Before we go into any detail let’s just step back and look at the larger picture. We have:
Unknown researchers
A journal from outside the field of finance
A paper replete with pretty colored images, but very skimpy detail on the methodology
A claimed result that lies far beyond the bounds of credibility
There’s enough red flags here to start a stampede at Pamplona. Let’s go through them one by one:
Everyone is unknown at some point in their career. But that’s precisely why you partner with a widely published author. It gives the reader confidence that the paper isn’t complete garbage.
Not everyone gets to publish in the Journal of Finance. I get that. How many of us were regular readers of the Journal of Political Economy before Black and Scholes published their famous paper on option pricing in 1973? Nevertheless, a finance paper published in a medical journal does not inspire great confidence.

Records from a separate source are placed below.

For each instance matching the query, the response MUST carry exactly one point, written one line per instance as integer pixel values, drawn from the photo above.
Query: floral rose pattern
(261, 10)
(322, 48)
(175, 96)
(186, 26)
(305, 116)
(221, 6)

Read almost any paper by a well known researcher and you will find copious detail on the methodology. These days, the paper is often accompanied by a Git repo (add 3 stars for this!). Academics producing quality research want readers to be able to replicate and validate their findings. In this paper there are lots of generic, pretty colored graphics of deep learning networks, but no code repo and very little detail on the methodology. If you don’t want to publish details because the methodology is proprietary and potentially valuable, then do what I do: don’t publish at all.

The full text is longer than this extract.